Весной, через два лета, была организована бригада рыбаков, куда взяли и меня. Артель купила стометровый невод, неводник и греби. Научиться премудростям рыбалки было не сложно, и вскоре я стал заправским рыбаком. Удочками не рыбачил никогда – это занятие для тех, кому нечего делать, а мы работали на раскорчёвке и строительстве по десять часов в сутки в артели, а ночью надо было строить себе дом и добывать пищу.
Рыбачили весь световой день, потому что норма была «под завязку». Уроки ловли рыбы сетями я тоже познал в бригаде. Научился вязать сети, невода, делать посадку. Долбил осину на обласок, сам делал распарку и растяжку бортов. Получались у меня и отличные лодочки. Пару даже умудрился продать. Весла делал кремневые из комля кедра, научил меня этому Андрей. Они не впитывали воду, не трескались, не ломались и служили долго. Одно время работал бригадиром рыболовецкой бригады и учил добывать рыбу других. Теперь я знал, где надо поставить сеть, и домой возвращался с хорошим уловом.
КАГАЛЬТУРА
Томская комендатура была организована в тридцатом году, когда у товарища Сталина возник гениальный план о том, как можно, не расстреливая людей, уничтожать их тысячами. Болотно-урманный геноцид. Для этого по всем районам Томской области были созданы комендатуры. Они принимали людей тысячами. Не имея для проживания ни жилья, ни продуктов, ни одежды. Измученных, выживших в долгой дороге людей, из душных битком набитых барж высыпали на болотистый берег непролазного урмана, полуживых от голода и издевательств.

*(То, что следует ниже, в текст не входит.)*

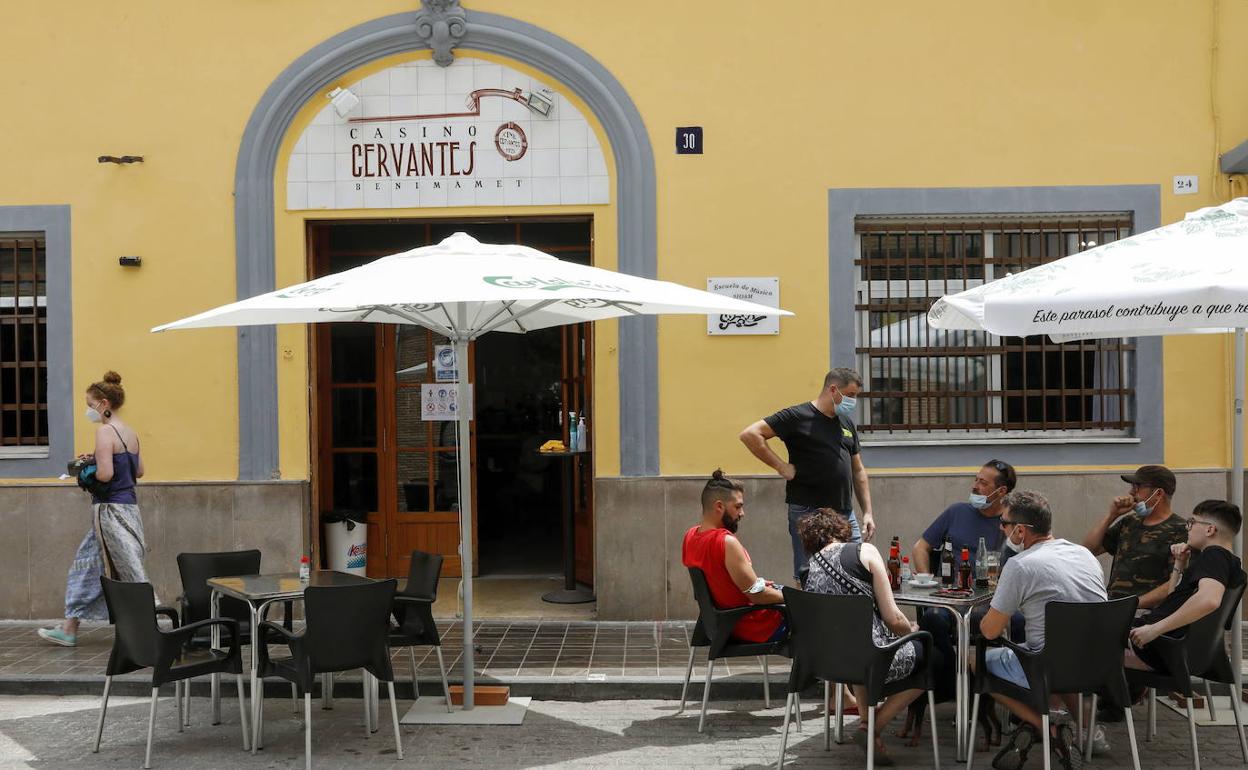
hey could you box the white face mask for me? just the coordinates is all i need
[1004,533,1024,553]
[969,487,1001,510]
[85,407,103,423]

Тут и дураку было понятно, что выброшенных на произвол судьбы бедолаг ждёт неминуемая гибель. Спустя год, когда (наконец-то!) задумались о снабжении – в живых осталась треть, а где и того меньше.
Снабженческой сетью по Васюгану и Нюрольке занималась комендатура, а не государство, потому что сосланный народ был лишён избирательных прав и прав на выезд. Нас называли «переселенцами», наверно для того, чтобы смягчить слово «заключённые», которыми мы являлись на самом деле.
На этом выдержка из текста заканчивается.